Bitflyer, after freezing its services for a year, resumed its operations only recently, on July 3. Very much like Bitpoint, the platform received a business improvement order from the FSA, hence it voluntarily suspended its services. Upon resuming its operations, the company wrote:
Voluntarily suspended new account creation in order to reconfirm the identity of our existing customers and strengthen our internal management structure. We would like to announce that new account creation has resumed
In addition to that, Fisco cryptocurrency exchange, which is famous for acquiring the registered crypto exchange Zaif, also received an administrative order, after it got hacked September last year. The reason behind the administrative order, according to the agency, was that the management did not recognize the importance of legal compliance thus leading to a number of legal violations.

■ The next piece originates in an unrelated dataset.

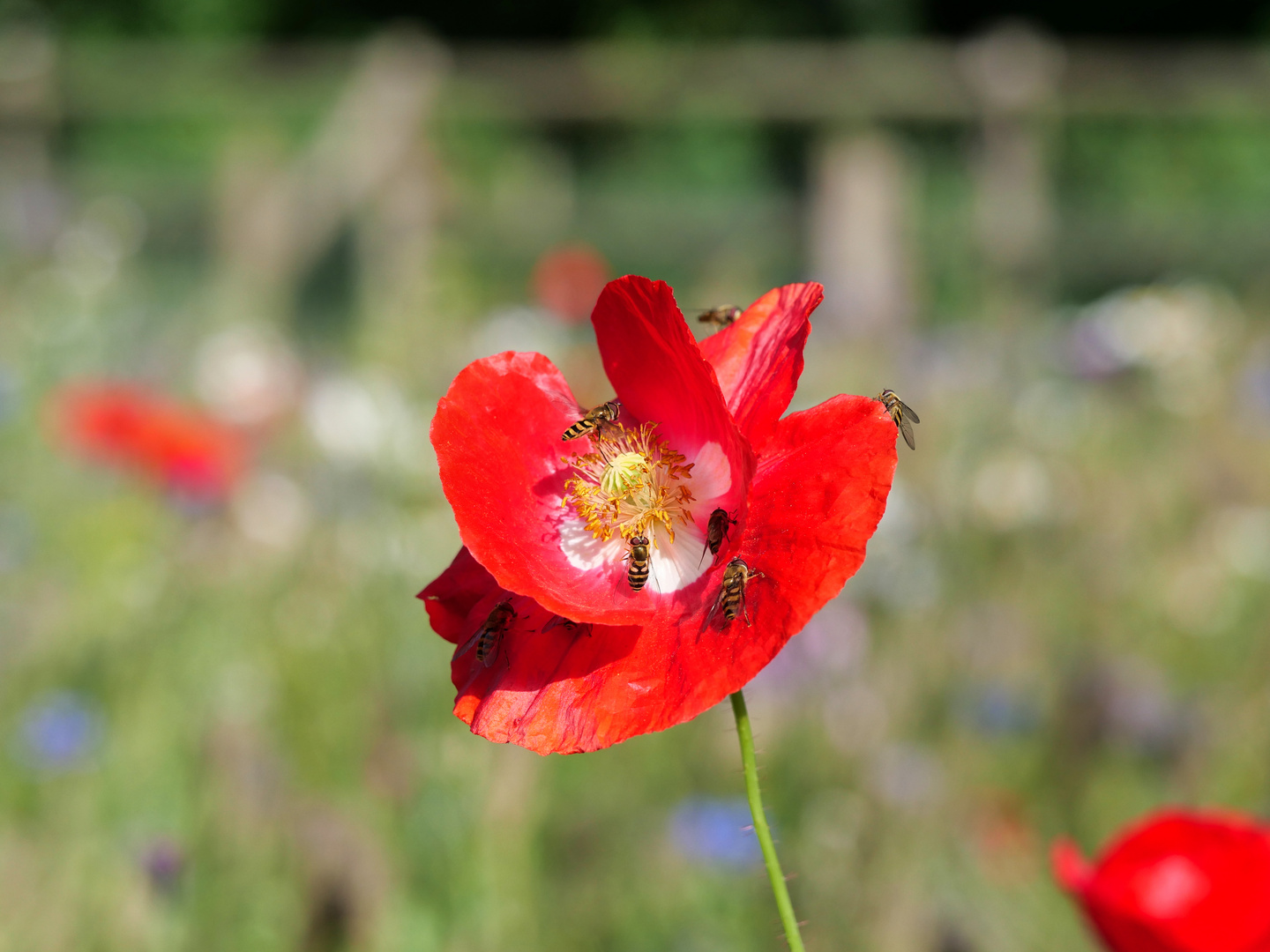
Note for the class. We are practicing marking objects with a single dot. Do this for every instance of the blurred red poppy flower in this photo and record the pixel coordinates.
(568, 279)
(1177, 882)
(138, 429)
(587, 661)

FSA further explained:
There have been problems with the company’s business management system … [and] also problems in the risk management system for money laundering and terrorist financing, and the external management system such as outsourcing management system.
Cielo EX Ltd. is another exchange that has received multiple warnings from the FSA. This one, however, seems rightfully so as the exchange is known for providing services to Japanese residents without authorization. The platform offers the trading of several cryptocurrencies including BTC and Asobi Coin (ABX).
On the bright side, just earlier on Monday, the FSA revealed that about 110 exchanges showed interest in the Japanese market and several of them are in “various stages of registration”. And that is why the Bitpoint hack comes at an inconvenient time; it could jeopardize other exchanges as FSA will be on its toes yet again.
Today’s hack of the Japanese crypto exchange marks 2019’s sixth breach following the $40 million hack of top crypto exchange Binance and more recently the $5 million hack of the Singaporean crypto exchange, Bitrue. According to The Block’s research, the total amount ever stolen from cryptocurrency exchanges now stands at nearly $1.39 billion.